From the beginning, people complained that Occupy Wall Street was too squishy -- all about emotion and lifestyle with no specific political agenda. Just like the song: You say you'll change the constitution. Well, you know/We all want to change your head.

But you could admire and support the movement while still admitting its limitations.

Now in New York, the question is whether you can support the movement but not its tents.

The city says Occupy Wall Street can hold protests in the park, but it can't pitch tents. One judge -- who was very clearly selected by the OWS lawyers as the most sympathetic possible jurist in the city -- said camping out was part of the political expression. But the city appealed, and a state Supreme Court judge ruled that while the demonstrators could go back into the park, they could not camp out with tents and sleeping bags. Although this doesn't happen very often these days, in this case most of New York is going to be on the side of Mayor Bloomberg.

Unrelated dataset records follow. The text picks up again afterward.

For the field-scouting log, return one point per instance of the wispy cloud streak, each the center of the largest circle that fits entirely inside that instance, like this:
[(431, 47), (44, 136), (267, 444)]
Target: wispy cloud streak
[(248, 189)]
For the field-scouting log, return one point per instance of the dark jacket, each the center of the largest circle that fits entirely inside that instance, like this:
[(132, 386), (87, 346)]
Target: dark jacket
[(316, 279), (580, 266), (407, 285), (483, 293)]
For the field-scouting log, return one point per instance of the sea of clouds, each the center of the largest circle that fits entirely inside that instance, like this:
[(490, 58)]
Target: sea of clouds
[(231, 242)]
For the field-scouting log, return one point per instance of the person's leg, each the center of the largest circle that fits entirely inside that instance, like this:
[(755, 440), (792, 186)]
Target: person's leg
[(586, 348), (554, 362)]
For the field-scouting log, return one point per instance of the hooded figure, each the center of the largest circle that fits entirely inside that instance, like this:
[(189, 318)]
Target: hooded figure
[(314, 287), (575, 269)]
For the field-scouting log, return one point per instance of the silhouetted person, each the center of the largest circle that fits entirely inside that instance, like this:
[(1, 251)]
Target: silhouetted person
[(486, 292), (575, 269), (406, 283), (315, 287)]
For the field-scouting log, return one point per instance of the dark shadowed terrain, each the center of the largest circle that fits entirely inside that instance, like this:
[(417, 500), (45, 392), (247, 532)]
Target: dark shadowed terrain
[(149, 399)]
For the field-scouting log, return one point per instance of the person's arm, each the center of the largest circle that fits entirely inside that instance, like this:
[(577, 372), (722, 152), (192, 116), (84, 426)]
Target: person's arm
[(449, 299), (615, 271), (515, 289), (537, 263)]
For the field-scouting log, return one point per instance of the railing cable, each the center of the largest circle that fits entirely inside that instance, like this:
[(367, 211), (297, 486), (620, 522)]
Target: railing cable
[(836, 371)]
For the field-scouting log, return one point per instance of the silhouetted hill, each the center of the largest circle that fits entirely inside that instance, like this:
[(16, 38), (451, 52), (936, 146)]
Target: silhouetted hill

New York is a place that tolerates an incredible amount of peculiar behavior, but the anything-goes nature of our world actually makes us more dependent on a basic sense of order than other places, where the streets are empty at 2 a.m. and people don't live out so much of their lives in public places. We're easy-going, but we have some of the toughest laws on gun possession in the country. We want everybody to do their own thing, but we also want them to pick up their dogs' poop on the sidewalk.

You can look at the Zuccotti Park encampment two ways. One was that the protesters were trying to create a sort of utopian community, with free food and a free library with thousands of books, and a lot of voluntary committees in charge of everything from security to sanitation. The other was that the scene had degenerated into a gathering place for hapless street people and borderline criminals who preyed on them.

In the end, there may have been a bit of both. But what's inarguable is that attention had begun to shift from the political message to the cultural one. And when lifestyle becomes the center of your political statement, you're only as powerful as your least appealing hangers-on. The people who knocked over garbage cans in the lower Manhattan streets didn't represent OWS. Except that they were in front of the TV cameras, so they did.

The protesters may appeal again, but the Bloomberg edict could really wind up helping OWS in the long run. Even the utopian vision of Zuccotti Park was not really to the point of the protests, which were about the way most Americans are slipping out of the middle class as the top one percent is getting more and more obscenely wealthy. OWS can drive that home without living on the street. They can still protest in the park. They can still march. They can still make themselves heard. And we will be back talking about what they're saying, and not whether or not their campsite is clean. Don't you know it's gonna be all right/all right, all right/all right, all right, all right.